Northeastern University School of Law
Massachusetts Senator Joan Lovely
During Rachael Wyant’s first job out of Boston University in 2009, she discovered an unsettling paradox in her work as a refugee resettlement case manager in New York City: the profound gratification of connecting with people in need, juxtaposed with the heartbreaking reality of having precious little ability to find long-term solutions for them.
The job was with the International Rescue Committee, and it involved helping provide such necessities as food stamps, jobs and housing to refugees from the likes of Tibet and Liberia, all the while recognizing that impoverished Americans were competing for the same services.
“I loved talking to families and getting to know people, but I didn’t feel like I was making a difference,” she said. “I wanted to be in a position where I wasn’t just a social worker, but where I could work on some of the bigger, systemic issues.”
It was a formative experience for Rachael, now a second-year student at Northeastern School of Law, both in terms of recognizing a passion for policy-level work and understanding that she cared too much to compromise.
There has been plenty of similar self-discovery packed into her 33 years.
She had become passionate about international development during a four-country “Rethinking Globalization” trip while an undergrad, so she entered the International Affairs master’s program at The New School (Class of 2013) in New York, always maintaining a job throughout her schooling.

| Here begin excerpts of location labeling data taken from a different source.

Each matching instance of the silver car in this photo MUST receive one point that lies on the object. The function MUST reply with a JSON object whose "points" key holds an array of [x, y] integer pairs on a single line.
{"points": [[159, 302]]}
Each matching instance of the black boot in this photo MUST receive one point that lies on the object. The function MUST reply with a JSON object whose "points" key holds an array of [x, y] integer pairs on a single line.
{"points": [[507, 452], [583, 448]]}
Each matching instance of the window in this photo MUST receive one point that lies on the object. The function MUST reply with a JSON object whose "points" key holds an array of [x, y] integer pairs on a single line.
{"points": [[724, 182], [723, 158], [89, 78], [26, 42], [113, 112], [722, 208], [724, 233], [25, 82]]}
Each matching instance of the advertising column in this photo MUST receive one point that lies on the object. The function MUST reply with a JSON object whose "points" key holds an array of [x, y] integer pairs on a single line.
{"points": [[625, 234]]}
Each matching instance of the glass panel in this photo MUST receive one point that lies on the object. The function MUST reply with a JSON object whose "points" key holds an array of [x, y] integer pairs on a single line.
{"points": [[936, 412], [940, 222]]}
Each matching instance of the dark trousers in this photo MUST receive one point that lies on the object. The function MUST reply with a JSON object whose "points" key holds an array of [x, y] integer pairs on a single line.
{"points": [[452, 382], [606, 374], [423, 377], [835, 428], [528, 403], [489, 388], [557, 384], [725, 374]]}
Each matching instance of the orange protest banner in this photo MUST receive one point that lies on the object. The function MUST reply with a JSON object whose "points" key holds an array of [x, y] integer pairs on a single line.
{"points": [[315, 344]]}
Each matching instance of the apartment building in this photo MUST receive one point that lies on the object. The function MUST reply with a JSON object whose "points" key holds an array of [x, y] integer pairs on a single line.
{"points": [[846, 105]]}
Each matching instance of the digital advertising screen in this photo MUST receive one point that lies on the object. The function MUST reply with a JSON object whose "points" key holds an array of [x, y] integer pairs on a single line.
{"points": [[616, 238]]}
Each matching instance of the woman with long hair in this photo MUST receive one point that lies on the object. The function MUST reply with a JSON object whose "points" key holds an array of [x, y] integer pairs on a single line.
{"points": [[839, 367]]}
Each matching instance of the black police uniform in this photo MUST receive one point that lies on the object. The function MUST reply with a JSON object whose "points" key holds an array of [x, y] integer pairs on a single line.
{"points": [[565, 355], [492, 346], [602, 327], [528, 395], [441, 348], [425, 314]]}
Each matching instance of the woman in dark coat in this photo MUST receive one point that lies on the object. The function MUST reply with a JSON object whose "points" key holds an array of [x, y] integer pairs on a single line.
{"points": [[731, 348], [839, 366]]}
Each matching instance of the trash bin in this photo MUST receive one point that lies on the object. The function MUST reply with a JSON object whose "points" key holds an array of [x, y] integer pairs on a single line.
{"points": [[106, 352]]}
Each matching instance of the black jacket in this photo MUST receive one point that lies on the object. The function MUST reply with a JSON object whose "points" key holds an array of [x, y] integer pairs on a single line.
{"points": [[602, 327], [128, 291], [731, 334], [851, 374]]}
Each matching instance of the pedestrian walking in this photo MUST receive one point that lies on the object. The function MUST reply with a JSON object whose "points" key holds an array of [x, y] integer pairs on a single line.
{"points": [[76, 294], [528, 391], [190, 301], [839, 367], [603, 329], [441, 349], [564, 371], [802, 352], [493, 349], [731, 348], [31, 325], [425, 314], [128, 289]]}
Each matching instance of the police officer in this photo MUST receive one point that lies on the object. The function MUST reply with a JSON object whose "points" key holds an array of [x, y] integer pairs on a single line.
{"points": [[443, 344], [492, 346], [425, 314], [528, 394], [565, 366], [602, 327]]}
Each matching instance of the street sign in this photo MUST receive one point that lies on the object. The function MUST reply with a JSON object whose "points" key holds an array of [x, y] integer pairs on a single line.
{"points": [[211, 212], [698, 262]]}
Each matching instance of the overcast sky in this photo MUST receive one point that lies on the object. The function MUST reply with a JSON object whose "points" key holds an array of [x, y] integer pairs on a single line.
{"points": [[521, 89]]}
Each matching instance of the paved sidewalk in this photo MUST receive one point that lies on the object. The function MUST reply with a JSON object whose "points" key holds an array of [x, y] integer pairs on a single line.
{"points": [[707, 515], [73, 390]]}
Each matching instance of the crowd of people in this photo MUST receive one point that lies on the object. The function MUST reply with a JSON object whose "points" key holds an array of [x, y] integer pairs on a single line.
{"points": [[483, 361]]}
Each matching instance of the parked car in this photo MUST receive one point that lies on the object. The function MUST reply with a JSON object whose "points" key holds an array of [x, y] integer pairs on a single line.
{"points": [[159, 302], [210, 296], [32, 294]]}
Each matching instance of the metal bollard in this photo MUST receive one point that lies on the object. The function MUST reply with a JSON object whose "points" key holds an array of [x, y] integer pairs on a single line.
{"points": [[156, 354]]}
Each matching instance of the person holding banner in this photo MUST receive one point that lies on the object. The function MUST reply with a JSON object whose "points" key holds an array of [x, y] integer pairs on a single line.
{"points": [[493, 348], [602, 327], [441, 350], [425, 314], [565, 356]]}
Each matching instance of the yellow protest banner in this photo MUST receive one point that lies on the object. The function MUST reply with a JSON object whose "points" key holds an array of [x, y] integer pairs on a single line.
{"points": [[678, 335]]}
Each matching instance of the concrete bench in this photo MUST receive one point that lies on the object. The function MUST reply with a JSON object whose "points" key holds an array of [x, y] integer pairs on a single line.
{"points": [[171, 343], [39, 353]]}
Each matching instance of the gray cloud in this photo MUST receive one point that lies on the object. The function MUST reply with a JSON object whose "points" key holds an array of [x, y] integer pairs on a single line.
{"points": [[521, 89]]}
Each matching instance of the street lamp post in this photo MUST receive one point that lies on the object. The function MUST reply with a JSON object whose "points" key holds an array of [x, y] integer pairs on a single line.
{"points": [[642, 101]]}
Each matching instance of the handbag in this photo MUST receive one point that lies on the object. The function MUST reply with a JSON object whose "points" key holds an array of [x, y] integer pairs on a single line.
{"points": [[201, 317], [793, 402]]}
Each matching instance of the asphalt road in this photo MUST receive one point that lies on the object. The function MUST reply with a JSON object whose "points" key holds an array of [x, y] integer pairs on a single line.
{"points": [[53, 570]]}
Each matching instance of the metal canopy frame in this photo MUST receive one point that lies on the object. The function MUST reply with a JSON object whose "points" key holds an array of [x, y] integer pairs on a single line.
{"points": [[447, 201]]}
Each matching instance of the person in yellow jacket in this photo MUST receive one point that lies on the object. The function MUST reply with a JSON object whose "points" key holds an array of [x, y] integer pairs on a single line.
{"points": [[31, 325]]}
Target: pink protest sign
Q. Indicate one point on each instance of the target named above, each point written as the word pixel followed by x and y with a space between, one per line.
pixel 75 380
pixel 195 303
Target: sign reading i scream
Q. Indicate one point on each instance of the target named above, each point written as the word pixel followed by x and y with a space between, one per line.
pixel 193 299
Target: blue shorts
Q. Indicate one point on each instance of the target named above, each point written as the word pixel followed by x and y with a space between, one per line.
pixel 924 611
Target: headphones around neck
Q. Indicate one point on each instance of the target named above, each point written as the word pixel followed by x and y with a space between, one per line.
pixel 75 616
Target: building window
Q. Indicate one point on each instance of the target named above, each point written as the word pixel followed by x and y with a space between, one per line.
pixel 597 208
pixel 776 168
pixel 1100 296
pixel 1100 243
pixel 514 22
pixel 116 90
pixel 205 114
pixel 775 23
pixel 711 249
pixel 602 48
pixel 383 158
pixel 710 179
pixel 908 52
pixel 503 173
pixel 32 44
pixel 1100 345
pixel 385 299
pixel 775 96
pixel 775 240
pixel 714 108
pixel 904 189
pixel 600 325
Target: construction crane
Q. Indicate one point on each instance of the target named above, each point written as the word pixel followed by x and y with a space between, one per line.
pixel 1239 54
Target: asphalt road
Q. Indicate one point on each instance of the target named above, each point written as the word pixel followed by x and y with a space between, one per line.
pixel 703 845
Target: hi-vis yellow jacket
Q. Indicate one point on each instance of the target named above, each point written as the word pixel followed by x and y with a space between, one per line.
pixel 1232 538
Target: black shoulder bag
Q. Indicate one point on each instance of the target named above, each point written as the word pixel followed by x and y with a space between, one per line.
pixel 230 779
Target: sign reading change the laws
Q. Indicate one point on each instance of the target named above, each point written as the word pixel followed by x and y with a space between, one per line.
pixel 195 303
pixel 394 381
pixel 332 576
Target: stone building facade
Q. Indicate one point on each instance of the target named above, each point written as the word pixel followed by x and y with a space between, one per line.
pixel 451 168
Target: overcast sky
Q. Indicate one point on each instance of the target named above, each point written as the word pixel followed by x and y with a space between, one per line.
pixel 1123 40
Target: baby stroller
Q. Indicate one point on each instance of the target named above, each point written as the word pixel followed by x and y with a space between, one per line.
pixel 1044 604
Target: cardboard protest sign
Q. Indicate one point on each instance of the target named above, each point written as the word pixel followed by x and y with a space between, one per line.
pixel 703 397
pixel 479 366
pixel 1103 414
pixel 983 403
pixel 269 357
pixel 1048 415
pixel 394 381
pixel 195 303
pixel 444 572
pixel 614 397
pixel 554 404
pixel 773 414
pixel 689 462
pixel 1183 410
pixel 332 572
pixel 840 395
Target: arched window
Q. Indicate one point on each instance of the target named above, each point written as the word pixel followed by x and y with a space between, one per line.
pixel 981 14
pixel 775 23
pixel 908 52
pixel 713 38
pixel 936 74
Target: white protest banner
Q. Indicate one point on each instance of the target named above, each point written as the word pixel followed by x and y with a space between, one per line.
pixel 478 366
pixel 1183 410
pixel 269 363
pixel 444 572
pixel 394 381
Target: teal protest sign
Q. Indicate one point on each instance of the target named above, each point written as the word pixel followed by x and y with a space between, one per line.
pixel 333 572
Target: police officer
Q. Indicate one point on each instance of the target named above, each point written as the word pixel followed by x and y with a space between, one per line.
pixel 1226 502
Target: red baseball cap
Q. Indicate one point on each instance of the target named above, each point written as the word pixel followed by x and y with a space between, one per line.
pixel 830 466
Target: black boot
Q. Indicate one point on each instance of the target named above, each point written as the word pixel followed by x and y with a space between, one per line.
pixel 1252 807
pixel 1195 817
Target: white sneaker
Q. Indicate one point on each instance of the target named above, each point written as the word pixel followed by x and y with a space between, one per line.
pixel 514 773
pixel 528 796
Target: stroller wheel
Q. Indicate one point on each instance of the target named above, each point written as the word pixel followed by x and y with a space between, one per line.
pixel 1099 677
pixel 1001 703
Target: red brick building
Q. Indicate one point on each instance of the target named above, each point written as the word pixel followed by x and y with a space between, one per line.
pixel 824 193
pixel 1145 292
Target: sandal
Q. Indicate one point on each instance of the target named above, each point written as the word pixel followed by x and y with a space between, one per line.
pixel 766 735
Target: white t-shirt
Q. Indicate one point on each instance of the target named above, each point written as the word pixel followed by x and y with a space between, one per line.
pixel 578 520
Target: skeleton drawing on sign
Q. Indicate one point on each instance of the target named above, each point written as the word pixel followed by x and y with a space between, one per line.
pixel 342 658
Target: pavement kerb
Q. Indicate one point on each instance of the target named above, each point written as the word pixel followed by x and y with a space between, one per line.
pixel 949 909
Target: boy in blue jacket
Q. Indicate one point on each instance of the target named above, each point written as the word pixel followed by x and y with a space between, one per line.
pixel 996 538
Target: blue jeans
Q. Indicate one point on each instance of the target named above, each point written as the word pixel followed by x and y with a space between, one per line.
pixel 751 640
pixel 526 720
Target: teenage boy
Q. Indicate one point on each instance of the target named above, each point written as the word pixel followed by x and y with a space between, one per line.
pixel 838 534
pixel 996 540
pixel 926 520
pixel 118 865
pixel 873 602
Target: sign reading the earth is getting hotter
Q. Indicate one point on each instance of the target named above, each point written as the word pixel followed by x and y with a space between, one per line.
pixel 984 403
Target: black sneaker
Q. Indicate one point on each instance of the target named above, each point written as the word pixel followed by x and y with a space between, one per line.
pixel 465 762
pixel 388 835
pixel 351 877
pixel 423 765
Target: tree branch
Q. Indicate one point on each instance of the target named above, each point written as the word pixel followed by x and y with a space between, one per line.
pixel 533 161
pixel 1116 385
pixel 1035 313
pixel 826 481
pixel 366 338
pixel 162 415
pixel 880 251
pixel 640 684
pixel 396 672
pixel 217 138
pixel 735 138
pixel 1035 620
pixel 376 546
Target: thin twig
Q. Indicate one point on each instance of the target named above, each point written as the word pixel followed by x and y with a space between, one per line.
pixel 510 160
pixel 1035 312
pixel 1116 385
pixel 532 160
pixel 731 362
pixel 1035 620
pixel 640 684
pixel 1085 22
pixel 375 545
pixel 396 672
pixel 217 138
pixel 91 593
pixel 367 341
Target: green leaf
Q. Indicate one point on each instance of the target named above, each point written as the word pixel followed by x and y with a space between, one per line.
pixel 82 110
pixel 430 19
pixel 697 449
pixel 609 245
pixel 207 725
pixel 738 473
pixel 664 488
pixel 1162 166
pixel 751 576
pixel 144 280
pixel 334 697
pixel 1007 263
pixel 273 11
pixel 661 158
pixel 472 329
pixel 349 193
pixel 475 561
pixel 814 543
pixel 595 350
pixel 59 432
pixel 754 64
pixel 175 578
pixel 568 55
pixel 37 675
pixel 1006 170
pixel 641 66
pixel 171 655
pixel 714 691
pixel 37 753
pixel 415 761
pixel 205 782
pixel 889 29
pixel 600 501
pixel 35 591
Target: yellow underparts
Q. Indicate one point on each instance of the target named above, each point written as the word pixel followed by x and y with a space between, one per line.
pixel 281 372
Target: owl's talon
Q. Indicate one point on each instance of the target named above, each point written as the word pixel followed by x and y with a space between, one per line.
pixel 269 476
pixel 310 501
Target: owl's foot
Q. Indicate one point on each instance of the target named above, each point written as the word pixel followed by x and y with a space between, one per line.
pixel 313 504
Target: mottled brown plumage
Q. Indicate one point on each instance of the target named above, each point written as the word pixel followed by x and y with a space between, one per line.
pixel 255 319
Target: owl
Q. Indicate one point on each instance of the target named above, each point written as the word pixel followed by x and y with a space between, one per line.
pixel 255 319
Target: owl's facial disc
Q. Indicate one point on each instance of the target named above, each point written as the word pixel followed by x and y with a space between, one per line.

Jobs with women’s rights organizations were fulfilling, but Rachael was becoming disillusioned with international power dynamics. “After being committed to this idea of doing international work for my whole life,” she said, “I was beginning to care more about domestic issues.”
So she became a project manager at Race Forward, helping cities and states train employees around racial equity, and she applied to law schools.
Northeastern Law led her to the Rappaport Fellowship and “a perfect first internship,” she said. It provided 11 weeks of experience working within government, candid conversations with such high-profile public servants as City Councilor Michelle Wu and District Attorney Rachael Rollins, an internship with State Senator Joan Lovely, and the realization that work within a local official’s office likely includes too much compromise for Rachael’s comfort.
“The process of whittling down what people want and need tends to dilute the impact,” she said. “I understand that that’s the reality of a democracy and how things work, but I just want to be on the side of pushing for things I believe in.”
She is thrilled, meanwhile, that an extension of the Rappaport program includes a grant-funded research project on constitutional challenges to public health emergency policies in communities as they pertain to re-opening businesses and schools.
“I like producing a deliverable that people can use as advocacy,” Rachael said. “I feel like the academic side of myself is going to be fulfilled for the next six months, so I’m really, really happy about that.”